REPUBLIKA.CO.ID, Tak hanya masalah anggaran. Rencana pemindahan ibu kota sepertinya akan menemui jalan terjal. Pasalnya, Kalimantan dinilai belum aman dari karhutla. Di Pulau Borneo ini terdapat ribuan titik panas, sebagian besar terjadi di wilayah konsesi korporasi. Bencana ekologi, seperti kebakaran hutan, kabut asap, dan lubang bekas tambang telah merenggut nyawa anak-anak dan menjadi masalah utama di Kalimantan.

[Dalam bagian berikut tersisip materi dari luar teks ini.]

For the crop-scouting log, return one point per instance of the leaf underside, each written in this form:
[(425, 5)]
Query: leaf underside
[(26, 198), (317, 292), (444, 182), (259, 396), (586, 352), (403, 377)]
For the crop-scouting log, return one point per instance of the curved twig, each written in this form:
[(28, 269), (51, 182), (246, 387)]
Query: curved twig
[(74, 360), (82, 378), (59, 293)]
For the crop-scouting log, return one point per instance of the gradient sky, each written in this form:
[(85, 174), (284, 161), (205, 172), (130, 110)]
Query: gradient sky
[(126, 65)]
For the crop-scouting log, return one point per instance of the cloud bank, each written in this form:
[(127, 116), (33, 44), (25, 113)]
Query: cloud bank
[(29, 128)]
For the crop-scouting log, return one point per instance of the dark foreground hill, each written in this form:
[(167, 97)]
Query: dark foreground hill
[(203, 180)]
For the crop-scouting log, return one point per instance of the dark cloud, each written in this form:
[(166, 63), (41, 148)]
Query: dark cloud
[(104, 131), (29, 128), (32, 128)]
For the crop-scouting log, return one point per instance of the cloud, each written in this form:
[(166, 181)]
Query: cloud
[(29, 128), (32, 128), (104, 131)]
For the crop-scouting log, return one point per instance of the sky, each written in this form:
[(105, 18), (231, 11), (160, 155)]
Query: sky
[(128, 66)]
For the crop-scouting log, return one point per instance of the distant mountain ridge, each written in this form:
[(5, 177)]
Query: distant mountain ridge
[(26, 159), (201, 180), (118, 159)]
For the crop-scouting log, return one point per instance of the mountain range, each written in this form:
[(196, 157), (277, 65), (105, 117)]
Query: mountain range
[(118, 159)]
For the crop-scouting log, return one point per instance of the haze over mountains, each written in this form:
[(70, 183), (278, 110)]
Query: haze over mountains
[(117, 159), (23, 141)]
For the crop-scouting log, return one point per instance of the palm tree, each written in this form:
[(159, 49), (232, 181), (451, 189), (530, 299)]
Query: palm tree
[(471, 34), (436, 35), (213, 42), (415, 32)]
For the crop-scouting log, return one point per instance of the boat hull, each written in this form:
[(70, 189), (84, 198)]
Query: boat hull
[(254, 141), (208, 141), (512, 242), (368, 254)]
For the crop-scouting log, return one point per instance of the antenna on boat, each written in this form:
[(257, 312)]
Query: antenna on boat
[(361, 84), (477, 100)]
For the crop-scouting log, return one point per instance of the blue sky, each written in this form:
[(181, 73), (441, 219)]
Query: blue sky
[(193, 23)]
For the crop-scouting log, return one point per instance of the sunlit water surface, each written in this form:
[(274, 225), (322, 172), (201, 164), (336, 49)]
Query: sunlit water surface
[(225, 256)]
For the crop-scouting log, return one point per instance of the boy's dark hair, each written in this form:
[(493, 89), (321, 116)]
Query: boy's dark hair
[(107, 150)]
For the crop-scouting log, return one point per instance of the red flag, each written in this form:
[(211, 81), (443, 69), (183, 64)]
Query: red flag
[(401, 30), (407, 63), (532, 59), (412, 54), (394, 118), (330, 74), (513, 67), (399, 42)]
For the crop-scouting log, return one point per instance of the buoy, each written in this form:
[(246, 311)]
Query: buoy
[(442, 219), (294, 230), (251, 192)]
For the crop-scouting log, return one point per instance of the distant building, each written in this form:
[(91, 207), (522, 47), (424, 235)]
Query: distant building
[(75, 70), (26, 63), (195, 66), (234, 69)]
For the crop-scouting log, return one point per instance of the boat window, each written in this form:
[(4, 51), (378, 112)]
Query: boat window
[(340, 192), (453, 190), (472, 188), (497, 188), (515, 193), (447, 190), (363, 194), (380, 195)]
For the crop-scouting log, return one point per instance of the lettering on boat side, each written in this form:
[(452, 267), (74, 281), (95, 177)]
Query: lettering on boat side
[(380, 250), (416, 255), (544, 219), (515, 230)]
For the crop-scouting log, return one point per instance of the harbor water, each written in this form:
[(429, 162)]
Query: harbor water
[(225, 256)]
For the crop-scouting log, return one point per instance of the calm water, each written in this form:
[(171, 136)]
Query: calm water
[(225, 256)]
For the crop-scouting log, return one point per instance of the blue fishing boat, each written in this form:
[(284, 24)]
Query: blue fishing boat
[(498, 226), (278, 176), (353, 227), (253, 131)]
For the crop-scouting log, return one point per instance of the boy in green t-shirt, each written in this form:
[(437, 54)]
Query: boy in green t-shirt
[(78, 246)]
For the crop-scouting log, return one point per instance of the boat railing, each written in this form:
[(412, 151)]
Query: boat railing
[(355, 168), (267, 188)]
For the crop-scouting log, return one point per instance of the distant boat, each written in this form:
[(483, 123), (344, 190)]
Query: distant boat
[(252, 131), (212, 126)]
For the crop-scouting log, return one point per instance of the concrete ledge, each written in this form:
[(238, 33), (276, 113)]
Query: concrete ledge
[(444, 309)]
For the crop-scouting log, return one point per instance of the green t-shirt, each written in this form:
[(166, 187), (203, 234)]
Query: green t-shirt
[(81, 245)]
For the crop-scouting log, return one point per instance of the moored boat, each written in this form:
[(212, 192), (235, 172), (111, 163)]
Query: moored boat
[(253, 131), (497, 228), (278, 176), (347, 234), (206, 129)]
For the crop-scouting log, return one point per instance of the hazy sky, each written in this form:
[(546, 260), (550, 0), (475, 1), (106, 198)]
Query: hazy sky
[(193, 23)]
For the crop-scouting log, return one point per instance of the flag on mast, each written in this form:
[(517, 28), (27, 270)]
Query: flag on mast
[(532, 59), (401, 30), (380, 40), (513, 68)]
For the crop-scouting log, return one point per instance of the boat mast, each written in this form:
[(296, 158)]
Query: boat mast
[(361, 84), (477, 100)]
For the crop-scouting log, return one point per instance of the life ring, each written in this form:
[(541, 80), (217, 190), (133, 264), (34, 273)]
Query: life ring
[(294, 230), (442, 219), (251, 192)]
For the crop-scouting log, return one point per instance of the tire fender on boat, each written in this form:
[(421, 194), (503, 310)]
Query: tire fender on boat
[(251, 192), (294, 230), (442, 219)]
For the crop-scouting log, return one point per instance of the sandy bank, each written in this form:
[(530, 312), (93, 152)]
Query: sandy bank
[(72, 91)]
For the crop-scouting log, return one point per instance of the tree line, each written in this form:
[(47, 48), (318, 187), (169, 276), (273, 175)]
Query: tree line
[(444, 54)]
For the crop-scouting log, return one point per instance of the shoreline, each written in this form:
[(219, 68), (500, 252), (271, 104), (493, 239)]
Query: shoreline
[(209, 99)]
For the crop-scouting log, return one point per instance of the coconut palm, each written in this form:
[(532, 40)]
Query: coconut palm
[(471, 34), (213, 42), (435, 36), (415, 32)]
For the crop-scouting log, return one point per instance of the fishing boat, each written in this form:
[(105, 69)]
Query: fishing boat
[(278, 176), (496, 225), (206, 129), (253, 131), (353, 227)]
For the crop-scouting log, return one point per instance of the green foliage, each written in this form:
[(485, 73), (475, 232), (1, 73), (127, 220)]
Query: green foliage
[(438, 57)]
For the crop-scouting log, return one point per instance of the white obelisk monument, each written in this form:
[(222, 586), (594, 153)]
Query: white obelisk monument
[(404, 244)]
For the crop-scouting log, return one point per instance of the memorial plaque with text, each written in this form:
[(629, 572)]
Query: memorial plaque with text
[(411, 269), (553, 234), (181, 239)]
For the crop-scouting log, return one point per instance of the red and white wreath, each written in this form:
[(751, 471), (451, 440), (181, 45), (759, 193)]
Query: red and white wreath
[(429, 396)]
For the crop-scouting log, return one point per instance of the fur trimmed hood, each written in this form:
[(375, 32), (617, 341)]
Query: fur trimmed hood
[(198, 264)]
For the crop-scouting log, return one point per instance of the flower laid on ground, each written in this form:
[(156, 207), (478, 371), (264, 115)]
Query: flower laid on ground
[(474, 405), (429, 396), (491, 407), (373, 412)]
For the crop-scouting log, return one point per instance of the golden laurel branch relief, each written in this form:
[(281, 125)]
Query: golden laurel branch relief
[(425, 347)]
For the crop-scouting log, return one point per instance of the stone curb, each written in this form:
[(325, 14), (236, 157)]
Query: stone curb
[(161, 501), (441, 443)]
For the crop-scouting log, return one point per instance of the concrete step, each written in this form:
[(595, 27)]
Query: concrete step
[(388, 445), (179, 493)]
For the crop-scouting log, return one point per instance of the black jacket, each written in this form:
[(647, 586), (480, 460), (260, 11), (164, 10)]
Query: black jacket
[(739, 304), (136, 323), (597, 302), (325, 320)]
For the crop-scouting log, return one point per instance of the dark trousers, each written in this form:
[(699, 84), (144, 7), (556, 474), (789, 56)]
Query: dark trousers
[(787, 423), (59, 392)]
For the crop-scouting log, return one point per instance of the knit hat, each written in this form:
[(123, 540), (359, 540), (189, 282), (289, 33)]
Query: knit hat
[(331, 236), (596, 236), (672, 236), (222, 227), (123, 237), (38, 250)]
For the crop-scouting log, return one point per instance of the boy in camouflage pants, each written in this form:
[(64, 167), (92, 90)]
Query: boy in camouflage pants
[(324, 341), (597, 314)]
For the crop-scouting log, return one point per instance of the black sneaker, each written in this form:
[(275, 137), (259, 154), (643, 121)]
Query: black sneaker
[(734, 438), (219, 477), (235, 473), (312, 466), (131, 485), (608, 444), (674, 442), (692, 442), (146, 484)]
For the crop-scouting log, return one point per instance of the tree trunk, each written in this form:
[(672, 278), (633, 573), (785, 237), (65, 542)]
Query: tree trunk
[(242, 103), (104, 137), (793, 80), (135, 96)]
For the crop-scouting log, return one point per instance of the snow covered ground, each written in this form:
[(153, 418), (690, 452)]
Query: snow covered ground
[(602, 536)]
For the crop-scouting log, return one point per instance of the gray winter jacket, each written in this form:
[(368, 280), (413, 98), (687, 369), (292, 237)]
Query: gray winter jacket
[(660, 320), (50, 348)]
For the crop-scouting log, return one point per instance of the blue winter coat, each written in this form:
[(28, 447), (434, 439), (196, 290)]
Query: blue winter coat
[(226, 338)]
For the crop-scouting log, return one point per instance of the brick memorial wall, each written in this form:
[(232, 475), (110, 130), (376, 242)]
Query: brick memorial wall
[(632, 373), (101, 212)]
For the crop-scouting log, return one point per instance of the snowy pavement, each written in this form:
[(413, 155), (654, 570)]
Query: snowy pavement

Dikhawatirkan, pemindahan ibu kota justru membawa masalah baru sebab akan diikuti migrasi penduduk besar-besaran yang berefek pada investasi berbasis lahan. Ini akan menambah pembukaan hutan dan lahan gambut yang tersisa.
Sebelum ibu kota dipindah, prasyarat sosial dan lingkungan harus terpenuhi. Di antaranya segera menyelesaikan karhutla dan lubang tambang di Kalteng dan Kaltim. Sebagus apa pun konsep ibu kota baru, jika pemerintah belum mampu mengatasi penyebab karhutla, pasti nanti mengganggu kinerja.
Jika pemerintah serius mengeksekusi rencana pemindahan ibu kota, seriusi juga dengan menindak tegas kejahatan korporasi penyumbang terjadinya karhutla dan lubang bekas tambang. Meskipun hal ini mungkin berbenturan dengan konsep "penegakan hukum jangan mengganggu investasi".
Sebagai bentuk tanggung jawab melindungi rakyat, tak ada alasan lagi untuk menunda penegakan hukum, termasuk mencabut izin lahan konsesi bermasalah. Rakyat, terutama di kawasan bencana, menanti kebijakan pemerintah. Jangan sampai eksekusi dan implementasinya terkesan setengah hati.